11Max Weber voyait dans des religions d’origine asiatique un « jardin enchanté » (Zaubergarten) [14]. Faute d’une éthique atrocement rationnalisante et désillusionnante comme le calvinisme, pensait-il, le peuple asiatique était absorbé d’une manière générale par ce jardin ensorcelé, s’employant à réaliser ses vœux séculiers par des moyens magiques : la guérison des maladies, la naissance d’un enfant, le succès aux examens, la victoire dans la concurrence, le gain de cause, la prospérité économique de la famille et l’entreprise, etc. [15] Il en résulte qu’en Asie la modernité capitaliste n’a pas pu éclore de manière autonome. Restant fidèle à l’idée originale de Weber qu’il y a certes une parenté de choix entre régime du social et régime du cœur, nous pouvons cependant soulever deux objections à cette thèse du « jardin enchanté asiatique ».

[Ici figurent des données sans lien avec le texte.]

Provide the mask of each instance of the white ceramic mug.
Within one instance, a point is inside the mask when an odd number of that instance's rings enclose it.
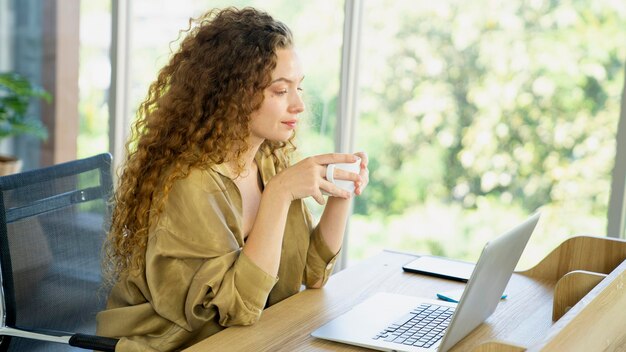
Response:
[[[341,169],[358,174],[361,170],[361,158],[357,157],[357,160],[353,163],[336,163],[326,165],[326,179],[335,184],[335,186],[354,194],[354,181],[335,179],[335,169]],[[329,195],[328,192],[323,191],[322,193]]]

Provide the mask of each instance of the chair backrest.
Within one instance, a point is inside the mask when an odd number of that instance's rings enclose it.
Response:
[[[110,154],[0,177],[6,326],[95,333],[95,316],[108,294],[100,262],[112,192]],[[4,336],[0,350],[7,348],[72,349]]]

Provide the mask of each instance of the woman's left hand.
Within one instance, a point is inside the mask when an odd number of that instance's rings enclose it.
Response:
[[[361,193],[363,193],[363,190],[365,190],[365,187],[367,187],[367,184],[369,183],[369,180],[370,180],[370,177],[369,177],[370,171],[367,168],[367,164],[368,164],[367,153],[358,152],[358,153],[354,153],[354,155],[361,158],[361,170],[359,171],[359,175],[361,176],[361,181],[356,182],[356,187],[354,188],[354,194],[361,195]]]

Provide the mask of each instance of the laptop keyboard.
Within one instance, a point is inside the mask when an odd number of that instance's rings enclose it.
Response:
[[[443,337],[453,313],[454,307],[424,303],[373,339],[428,348]]]

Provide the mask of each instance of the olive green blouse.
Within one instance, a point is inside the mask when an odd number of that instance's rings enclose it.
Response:
[[[256,156],[263,184],[276,174]],[[225,165],[176,181],[150,228],[146,267],[121,278],[97,333],[121,338],[116,351],[173,351],[232,325],[256,322],[263,308],[304,284],[326,283],[335,262],[302,200],[287,215],[278,277],[242,251],[241,195]]]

12Premièrement, il faut revaloriser le potentiel du confucianisme comme dispositif éthique susceptible de produire des sujets capitalistes, étant donné que dans le déroulement de l’histoire de la modernisation au XXe siècle, le confucianisme s’est révélé bien opérant au bénéfice du développement capitaliste dans plusieurs pays asiatiques, ce qui contredit d’une certaine mesure la théorie de Weber. Un groupe de chercheurs a essayé d’expliquer la raison pour laquelle ces pays, dont la Corée du Sud, ont réussi le processus de modernisation. Ils ont communément mentionné le facteur culturel, le confucianisme. Herman Kahn et Ezra Vogel présentent l’éblouissante performance économique des quatre petits dragons (Corée du Sud, Taïwan, Hong Kong et Singapour) comme l’emblème de l’accomplissement des « valeurs asiatiques » [16]. Ils traitent la culture confucianiste d’équivalent fonctionnel du protestantisme, mettant en relief les traits caractéristiques suivants : hiérarchie solide, loyauté envers les supérieurs, passion pour l’éducation, gouvernement savant et moral, familialisme au sens positif du terme [17]. En effet, l’éthos confucianiste renforce l’esprit du capitalisme d’État mis en place dans les années 1970-1980, dans la mesure où cet éthos prescrit une attitude de vie ascétique par l’industrie et l’épargne, favorisant l’accumulation du capital nécessaire pour l’industrialisation [18].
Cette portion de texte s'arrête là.